Economists agree that a benefit from allowing local governments to raise their own revenues derives from the notion that, with fiscal decentralization, decisions on local public expenditures—and simultaneously revenues levied locally—should be made by the level of government that is closer to the local population and, thus, more reflective of their demand for local government services than decisions made by a distant central government.[15] Thus, allowing the counties to levy their own TAT is consistent with promoting greater (economic) efficiency.

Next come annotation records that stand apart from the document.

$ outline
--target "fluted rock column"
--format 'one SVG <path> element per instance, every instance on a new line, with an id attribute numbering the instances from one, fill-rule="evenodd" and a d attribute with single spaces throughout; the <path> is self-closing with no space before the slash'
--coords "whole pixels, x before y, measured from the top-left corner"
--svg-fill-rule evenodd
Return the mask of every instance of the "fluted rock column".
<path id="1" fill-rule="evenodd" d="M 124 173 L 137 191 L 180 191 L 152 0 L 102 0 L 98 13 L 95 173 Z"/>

For state lawmakers, the decision to strip the TAT money from the counties was not about raising economic efficiency; it was political. In the short run, it was a politically expedient way to solve the state’s fiscal crisis during the pandemic without raising state taxes.[16] That rationale is weakened when the Biden administration came along with a federal rescue package that plugged the fiscal holes in most state and local government budgets around the country. The rationale is further weakened when the Council on Revenues (COR), in its latest forecast, predicted a strong tax revenue bounce back for FY2021. Nevertheless, (and whether state lawmakers realized it or not during their deliberations) within the next 25+ years, Hawaii’s state government faces daunting fiscal challenges due to climate change, an aging and slower growing population and slower tourism and economic growth.[17] Thus, in the long run, the State may have a stronger case for diverting earmarked county TAT revenues for its own use. But, as demonstrated by a recent UHERO research brief,[18] it doesn’t make fiscal sense to try to solve the state government’s long run fiscal gap by focusing on a single tax, the TAT.
What is needed right now is to find answers to the broader question: What should be the fiscal relationship between the state and the counties? The last time the question was asked, and studied thoroughly, was more than 30 years ago. The task of coming up with answers/options could be assigned to the current Tax Review Commission. In the past, the Tax Review Commission tended to focus narrowly on the soundness of the state’s revenue system. A high quality state revenue system must take into consideration both state and local governments because the two are complementary.[19]